I didn’t lose what little love my mother may have had for me because I was Transgender, my mother lost a daughter because she couldn’t handle that she’d never had a son, I just had my fears and insecurities proven right while she questioned the integrity and reason of her child. I can go on. and I know from each of our perspectives we both lost something, but she never had what she was upset about losing. and I’d never had what she thought she’d given me.

Part 2

Baring your Soul: Feeling for the first time

I’ve talked a lot already about how weirdly dehumanising this whole transition thing is. I want to take a second now and talk about one of the very humanising experiences I’ve had through this.

Which is that transition has helped me feel, for the very first time.

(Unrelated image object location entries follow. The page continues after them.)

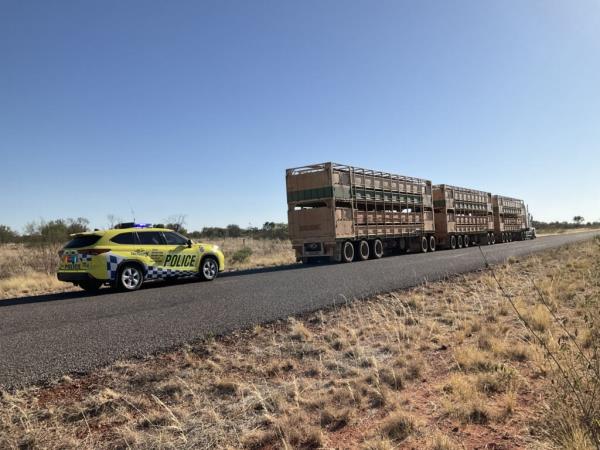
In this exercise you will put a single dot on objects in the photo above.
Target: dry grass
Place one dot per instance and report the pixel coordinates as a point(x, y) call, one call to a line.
point(31, 270)
point(265, 252)
point(443, 366)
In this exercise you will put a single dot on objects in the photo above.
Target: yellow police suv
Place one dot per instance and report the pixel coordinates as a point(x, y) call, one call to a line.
point(130, 254)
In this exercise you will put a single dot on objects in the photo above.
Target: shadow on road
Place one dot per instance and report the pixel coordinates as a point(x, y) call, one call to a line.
point(150, 285)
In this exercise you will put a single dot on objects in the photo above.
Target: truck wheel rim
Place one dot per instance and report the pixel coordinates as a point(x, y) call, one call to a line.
point(131, 277)
point(378, 248)
point(209, 269)
point(348, 251)
point(364, 249)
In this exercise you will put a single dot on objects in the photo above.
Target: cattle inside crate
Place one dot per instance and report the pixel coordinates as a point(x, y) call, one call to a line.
point(510, 218)
point(377, 202)
point(462, 216)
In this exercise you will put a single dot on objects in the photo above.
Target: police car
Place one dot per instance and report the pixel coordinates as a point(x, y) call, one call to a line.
point(130, 254)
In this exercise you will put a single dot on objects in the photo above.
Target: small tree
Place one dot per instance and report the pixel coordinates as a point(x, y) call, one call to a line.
point(177, 222)
point(7, 234)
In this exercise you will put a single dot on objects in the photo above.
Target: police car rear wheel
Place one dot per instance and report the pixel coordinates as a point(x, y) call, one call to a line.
point(209, 269)
point(130, 278)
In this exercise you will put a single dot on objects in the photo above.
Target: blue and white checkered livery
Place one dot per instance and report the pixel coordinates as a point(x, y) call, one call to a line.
point(112, 264)
point(155, 273)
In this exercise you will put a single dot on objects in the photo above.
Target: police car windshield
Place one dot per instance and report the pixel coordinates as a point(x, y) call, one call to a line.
point(83, 241)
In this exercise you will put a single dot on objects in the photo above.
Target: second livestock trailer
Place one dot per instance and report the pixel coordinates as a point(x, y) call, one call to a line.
point(510, 218)
point(341, 212)
point(462, 216)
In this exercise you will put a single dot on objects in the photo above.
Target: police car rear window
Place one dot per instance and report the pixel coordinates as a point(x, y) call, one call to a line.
point(125, 238)
point(83, 241)
point(150, 238)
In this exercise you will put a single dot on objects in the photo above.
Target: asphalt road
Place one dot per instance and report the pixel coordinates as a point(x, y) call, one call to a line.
point(46, 336)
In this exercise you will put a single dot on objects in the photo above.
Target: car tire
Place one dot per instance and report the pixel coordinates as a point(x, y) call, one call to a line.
point(90, 286)
point(209, 269)
point(130, 277)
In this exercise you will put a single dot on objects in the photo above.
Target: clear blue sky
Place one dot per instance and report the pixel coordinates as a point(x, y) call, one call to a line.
point(199, 107)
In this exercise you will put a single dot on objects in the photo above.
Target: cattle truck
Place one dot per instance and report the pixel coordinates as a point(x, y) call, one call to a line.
point(463, 217)
point(344, 213)
point(511, 221)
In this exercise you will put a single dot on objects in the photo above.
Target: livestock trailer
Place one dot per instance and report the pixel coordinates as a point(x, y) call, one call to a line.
point(337, 212)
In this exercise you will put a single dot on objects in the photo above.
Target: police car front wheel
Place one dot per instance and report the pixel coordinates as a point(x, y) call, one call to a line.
point(130, 277)
point(209, 269)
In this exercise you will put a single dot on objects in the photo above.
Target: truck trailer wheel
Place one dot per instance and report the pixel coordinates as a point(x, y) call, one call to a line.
point(402, 245)
point(424, 244)
point(363, 250)
point(432, 243)
point(209, 269)
point(348, 252)
point(452, 242)
point(377, 249)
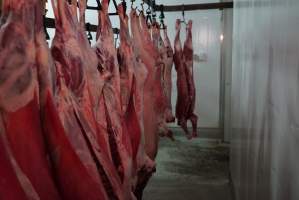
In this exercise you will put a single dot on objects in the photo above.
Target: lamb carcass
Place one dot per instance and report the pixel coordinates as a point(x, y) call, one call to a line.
point(78, 90)
point(19, 103)
point(161, 98)
point(188, 61)
point(119, 139)
point(185, 83)
point(167, 75)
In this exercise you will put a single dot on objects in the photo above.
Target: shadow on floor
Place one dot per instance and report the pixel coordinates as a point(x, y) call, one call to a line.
point(190, 170)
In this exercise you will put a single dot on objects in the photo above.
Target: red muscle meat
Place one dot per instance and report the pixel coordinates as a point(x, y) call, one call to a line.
point(76, 126)
point(188, 61)
point(119, 138)
point(185, 84)
point(167, 75)
point(19, 104)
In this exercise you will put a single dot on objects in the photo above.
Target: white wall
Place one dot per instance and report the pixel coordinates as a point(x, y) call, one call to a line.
point(265, 144)
point(206, 35)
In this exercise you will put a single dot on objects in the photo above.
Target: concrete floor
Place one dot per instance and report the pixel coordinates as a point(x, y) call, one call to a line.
point(190, 170)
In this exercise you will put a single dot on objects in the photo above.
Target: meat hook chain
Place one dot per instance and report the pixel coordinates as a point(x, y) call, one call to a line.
point(50, 22)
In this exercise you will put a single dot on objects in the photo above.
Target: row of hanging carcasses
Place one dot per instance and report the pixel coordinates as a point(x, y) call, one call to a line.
point(80, 122)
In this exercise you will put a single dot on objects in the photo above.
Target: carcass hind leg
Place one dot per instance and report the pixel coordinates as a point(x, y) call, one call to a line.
point(193, 120)
point(183, 124)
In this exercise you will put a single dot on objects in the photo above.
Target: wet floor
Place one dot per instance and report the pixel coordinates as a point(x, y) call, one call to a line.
point(190, 170)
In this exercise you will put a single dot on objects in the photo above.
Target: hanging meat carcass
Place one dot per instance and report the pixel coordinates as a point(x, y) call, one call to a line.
point(14, 184)
point(134, 76)
point(185, 84)
point(116, 127)
point(161, 98)
point(19, 105)
point(167, 75)
point(76, 96)
point(188, 61)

In order to cope with the weight of being in the closet and other elements of my younger life I clammed up. I’ve talked about this before but that void that only expressed anger was my life for 22 years.

What I’m starting to discover now is that I am beginning to feel, rather regularly, different emotions. I’m beginning to have that complete feeling. This all became noticeable to me yesterday. The event in question? I had a friend piss me off. They had done something, I made fun of them and they reacted pretty harshly back. Nothing particularly revolutionary what was revolutionary was that I felt hurt.

Now, feeling hurt is something I have not allowed myself very often. The only person really capable of it is my wife. To have opened up that a close friend could actually hurt and upset me. As crazy as it sounds is new to me. It was a weird milestone of success.

What got me thinking about this all though is that I’ve noticed that when I get angry I can feel something other then just pure rage. A plethora of emotions begin to rise and compete. It’s not pleasant but it’s still novel enough that it makes me happy.

Transition is a weird time and its full of a lot of ups and downs, and one of the things that’s keeping me engaged is that I can feel those ups and downs for the first time.